A 65 y/o man with presents to your office with complaints of exertional chest pain for the past 4 weeks. The chest pain is usually left sided, occurs on walking about three blocks and goes away with rest. He has developed a habit of taking rest when the chest pain comes and he did not think it needed medical attention until his friend told him yesterday that it might be a symptom of heart disease. He is concerned and requests your recommendation. He denies any chest pain now. He also reports no change in quality or intensity of his chest pain. His past medical history is significant for pacemaker insertion for a symptomatic second degree heart block, Hypertension, and Smoking . His medications include lisinopril, atenolol and hydrochlorthiazide. Physical examination is benign. An EKG is obtained which reveals pacemaker rhythm with secondary ST-T changes. The next best step in establishing the diagnosis in this patient is :
A) 2 D -Echocadiogram
B) Exercise Stress Test ( Treadmill Stress Test)
C) Dobutamine Stress Echocardiogram
D) Persantin Stress Test
E) Cardiac Catheterization



Do we do the ekg first or excercise stress test .i am confused.





  #2

d?


  #3

it's > A) 2 D -Echocadiogram


  #4

This pt. has stable angina. EKG has been obtained in the question. Next best step will be Exercise stress test to see evidence of inducible ischemia with exertion; if any.


  #5

waiting for answer


  #6

Woww very nice medication in human health in use.!


  #7

I would go with stress test, and then cathether if stress is positve. Has echo ever been used on MI/angina? I know in peds echo trumps ecg for all heart issues. I would like to know does having a pacemaker changes things.



  #8

i think stress test will not be reliable becoz he is having pacemaker rhythm.
cardiac catheterization should be done.
not sure.


  #9

A) 2 D -Echocadiogram: The patient has been having symptoms of stable angina. 2-d echo will not help in evaluation for cause of chest pain
B) Exercise Stress Test ( Treadmill Stress Test): Patient has secondary SST changes which can interfere with results of stress test
C) Dobutamine Stress Echocardiogram; can be an option
D) Persantin Stress Test: to me its best option 
E) Cardiac Catheterization: 


  #10

dobutamine stress echo due to presence of baseline ekg abnormality!! or you can do nuclear stress test with technitium or sestamibi...


  #11

2D Echo...coz he s wearin a pacemaker...


  #12

Dobutamine Echo coz hes wearing a pacemaker


  #13

From the history you know that he has exertional angina AND that it is a reproducible event, not just a one time thing where the diagnosis is still up in the air. Therefore, 2-D echo would tell you exactly NOTHING about the extent of his atherosclerotic disease. What would be the purpose of a nuclear medicine stress test that would tell you what you already know (ischemic heart disease on exertion) but without sufficient detail about which vessels and how severe the narrowing is? The answers of dobutamine or persantine are essentially the same type of stress test, just using different drugs (the type of stress test you MUST use in a patient with a pacemaker). Remember that nuclear medicine stress tests are physiologic, not anatomic, so it is an unnecessary step because he will have to go to cardiac catheterization anyway (see below). Contrast this workup with a patient who MIGHT have angina; a negative stress test would essentially exclude exertional ischemia (but not Prinzmetal's, but his history is not consistent with that diagnosis) and he would not need to go to cardiac catheterization.

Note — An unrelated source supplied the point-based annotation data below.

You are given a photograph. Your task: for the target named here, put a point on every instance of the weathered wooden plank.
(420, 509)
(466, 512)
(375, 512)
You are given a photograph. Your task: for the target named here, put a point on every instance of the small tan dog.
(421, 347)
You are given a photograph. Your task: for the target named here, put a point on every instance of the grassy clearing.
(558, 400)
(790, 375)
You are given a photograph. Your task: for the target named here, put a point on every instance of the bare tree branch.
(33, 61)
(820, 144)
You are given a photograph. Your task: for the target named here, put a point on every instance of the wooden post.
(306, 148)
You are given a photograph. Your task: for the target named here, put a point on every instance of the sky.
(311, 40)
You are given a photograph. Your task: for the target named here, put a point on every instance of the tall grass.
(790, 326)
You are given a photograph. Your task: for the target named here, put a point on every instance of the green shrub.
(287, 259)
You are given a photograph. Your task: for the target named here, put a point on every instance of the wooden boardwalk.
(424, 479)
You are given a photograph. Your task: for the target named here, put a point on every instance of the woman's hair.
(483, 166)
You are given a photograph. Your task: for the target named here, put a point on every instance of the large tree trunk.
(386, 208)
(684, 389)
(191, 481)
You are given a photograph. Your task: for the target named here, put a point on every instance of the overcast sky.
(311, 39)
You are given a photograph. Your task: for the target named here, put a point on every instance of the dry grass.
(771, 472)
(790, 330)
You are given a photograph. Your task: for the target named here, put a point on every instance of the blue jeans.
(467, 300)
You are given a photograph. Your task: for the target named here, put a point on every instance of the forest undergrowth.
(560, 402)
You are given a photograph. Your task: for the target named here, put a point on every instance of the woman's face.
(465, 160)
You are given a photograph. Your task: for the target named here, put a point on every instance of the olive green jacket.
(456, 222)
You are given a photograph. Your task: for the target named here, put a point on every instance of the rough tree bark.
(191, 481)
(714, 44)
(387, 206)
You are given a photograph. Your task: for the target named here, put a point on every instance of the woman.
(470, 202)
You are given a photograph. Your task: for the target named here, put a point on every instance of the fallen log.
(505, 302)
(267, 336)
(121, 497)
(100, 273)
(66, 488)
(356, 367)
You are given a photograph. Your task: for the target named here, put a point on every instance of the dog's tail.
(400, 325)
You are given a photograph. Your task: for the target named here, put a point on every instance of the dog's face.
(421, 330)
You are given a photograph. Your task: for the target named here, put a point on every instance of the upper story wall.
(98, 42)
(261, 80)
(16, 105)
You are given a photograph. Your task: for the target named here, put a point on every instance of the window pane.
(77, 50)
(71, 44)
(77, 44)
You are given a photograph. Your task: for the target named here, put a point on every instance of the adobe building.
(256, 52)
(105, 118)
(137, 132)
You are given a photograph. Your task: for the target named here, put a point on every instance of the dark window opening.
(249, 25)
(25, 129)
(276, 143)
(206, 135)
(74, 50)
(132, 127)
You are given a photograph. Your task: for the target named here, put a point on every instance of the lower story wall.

For these reasons, he needs to go straight to cardiac catheterization to find out where (which vessels) and how severe his atherosclerotic disease is. This will also be a necessary step before bypass surgery (stents are less desirable long term in a patient like this, but still a possibility depending on the cardiologist).

Although not given as an option, doing the newer CT calcium scoring tests would also fail to tell you enough information; it is to establish a "risk profile" but is fundamentally flawed because most heart attacks (and much atherosclerosis) is caused by "vulnerable plaque," which by definition is not calcified, therefore is not detected by CT. MIR coronary angiography is also out because he has a pacemaker. Bottom line; cardiac catheterization is still the gold standard.


  #14

due to pacemaker, he has a baseline ekg abnormality, so anything related 2 ekg is out.
best option for these cases is a nuclear stress test (in which derez no role of ekg)... persantine thallium is best for dis condition.


  #15

So is Longoria dating again? And what's the new TV show she's working?


  #16

Dipyridamole (persantine) stress testnod


  #17

http://www.prep4usmle.com/forum/thread/113208/
answer !!!! sad Help


  #18

Hi everyone. im having dilemna with this case as well. I've been using different sources.
From Archer's: A stress test should be done first before Cardiac Cath

--for this case, having a paced rhythm would require the Persantin Stress test to avoid the false positive results.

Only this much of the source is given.